This summer, a record-setting dead zone has appeared in the Gulf of Mexico. This is a zone where water does not have enough oxygen for fish to survive. One major cause of this is pollution from farms. And this has provoked a debate about how to reduce that pollution, as NPR's Dan Charles reports.

DAN CHARLES, BYLINE: A dead zone appears every summer in the Gulf of Mexico, and we know this because 32 years ago, Don Scavia and his colleagues at the National Oceanic and Atmospheric Administration asked scientists to go look for it.

DON SCAVIA: We expected it to be there. We had no idea how big it actually was until we funded the work to go out and measure it.

CHARLES: They expected it because they knew that when the Mississippi River empties into the Gulf of Mexico, it brings a heavy load of nutrient pollution - nitrogen and phosphorus.

SCAVIA: Most of the nitrogen and phosphorus that drives this problem comes from the upper Midwest. It's coming from agriculture.

CHARLES: Farmers spread it on their fields as fertilizer. Rain washes it into nearby streams and rivers. And in the Gulf, those nutrients cause blooms of algae which then decompose. And that's what uses up the oxygen in a layer of water at the bottom of the Gulf along the coastline.

SCAVIA: Fish that can swim will move out of the way. Organisms that are living in the bottom that the fish feed on can't move, and they often die.

CHARLES: Scientists have continued to measure the dead zone. And this year, they found the biggest one yet - as big as the state of New Jersey, 8,776 square miles. It's because heavy rains in the Midwest flushed a lot of nutrients into the Gulf.

SCAVIA: You know, it's 8,000 square miles of no oxygen. That can't be good.

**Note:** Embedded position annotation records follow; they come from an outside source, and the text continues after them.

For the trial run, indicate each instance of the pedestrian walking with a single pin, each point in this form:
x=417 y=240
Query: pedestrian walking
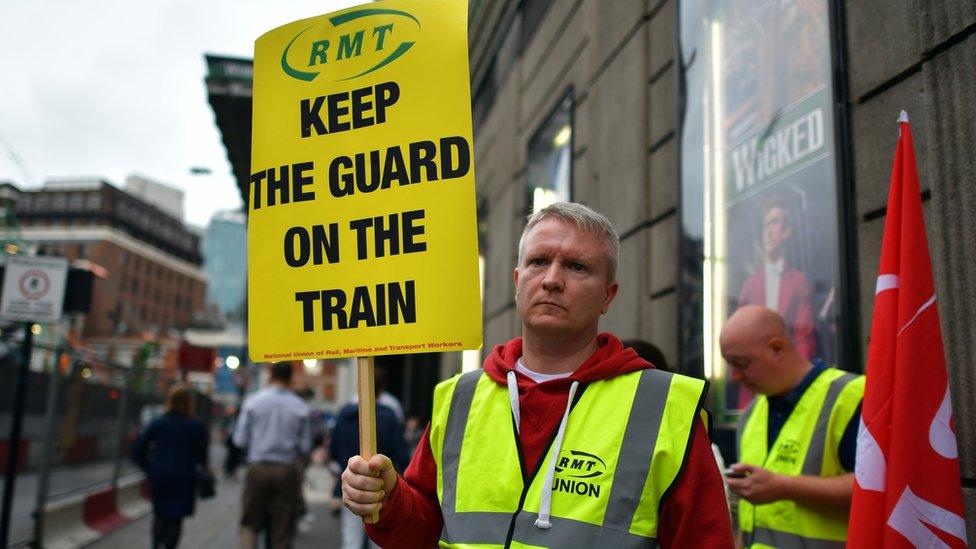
x=565 y=438
x=274 y=427
x=171 y=451
x=797 y=440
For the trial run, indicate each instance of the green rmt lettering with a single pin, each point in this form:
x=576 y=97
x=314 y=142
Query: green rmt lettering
x=350 y=45
x=347 y=46
x=319 y=49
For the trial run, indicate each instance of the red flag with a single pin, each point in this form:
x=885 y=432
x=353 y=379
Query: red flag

CHARLES: Don Scavia is now at the University of Michigan. He says the dead zone also has real economic costs. It puts Louisiana's shrimp harvest in danger. Federal and state governments have been trying to shrink the dead zone. They're encouraging Midwestern farmers to try to keep nutrients from washing away. For instance, by planting wide grassy strips alongside streams to trap fertilizer runoff. But Scavia says these voluntary measures are not enough.

SCAVIA: We definitely need to do a lot more.

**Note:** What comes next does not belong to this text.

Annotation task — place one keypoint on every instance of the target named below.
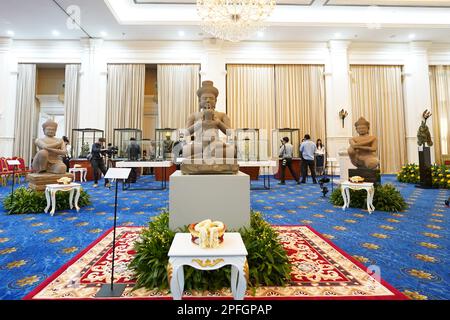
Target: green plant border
(30, 201)
(268, 261)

CHARLES: Scavia argues the Gulf should get the same kind of protection as the Chesapeake Bay did on the East Coast. The bays had a similar dead zone problem, but in 2010, despite fierce objections from farmers, the federal government set mandatory limits on nutrient pollution there. State governments spent billions of dollars meeting those targets. Now, pollution in the bay is down. And there, some wildlife is starting to recover. Dan Charles, NPR News.